Liquid Crystals (LCs) constitute a versatile class of soft materials whose combination of molecular order and fluidity enables the creation of nanostructured drug-delivery systems with precisely tunable properties. This review provides a unified and application-oriented evaluation of thermotropic and lyotropic liquid crystal systems, emphasizing how their self-assembly, curvature behavior, and interfacial energetics govern mesophase formation and drug-loading capacity. Particular focus is placed on the biodegradability, biocompatibility, and structural robustness of LC matrices, as these parameters critically determine safety and sustained-release performance. Key preparation strategies, including high-energy top-down dispersion, low-energy bottom-up assembly, and precursor-based methods, are examined alongside characterization tools such as polarized optical microscopy, small-angle X-ray scattering, and dynamic light scattering.
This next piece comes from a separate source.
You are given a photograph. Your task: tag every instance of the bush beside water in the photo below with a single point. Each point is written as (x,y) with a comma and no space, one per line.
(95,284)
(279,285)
The ability of LC nanocarriers to encapsulate both hydrophilic and hydrophobic drugs, minimize burst release, and deliver controlled diffusion through cubic, hexagonal, and lamellar architectures is highlighted. Their high entrapment efficiency, extended-release kinetics, and inherent colloidal stability position these systems as promising candidates for improving the delivery of poorly soluble therapeutics. The review further synthesizes insights into phase transitions, dilution responses, and stimuli-responsive behaviors that enable on-demand or site-specific release. Scalability, compatibility with low-energy processing, and stability under physiological conditions support their translational relevance. Unlike earlier reviews, this article integrates structural phase physics, formulation engineering, and translational evidence into a unified framework, contrasting cubic, hexagonal, and lamellar systems across preparation routes, stimuli responsiveness, release behavior, toxicology, and clinical progress to provide an up-to-date, application-oriented perspective for LC-based nanomedicine.

Graphical abstract

This schematic links liquid–crystal structure and physical behavior to their functional applications in modern therapeutics and diagnostics. Self-assembly, viscoelasticity, and optical anisotropy underpin the development of delivery depots, biosensors, medical devices, and cosmeceutical systems.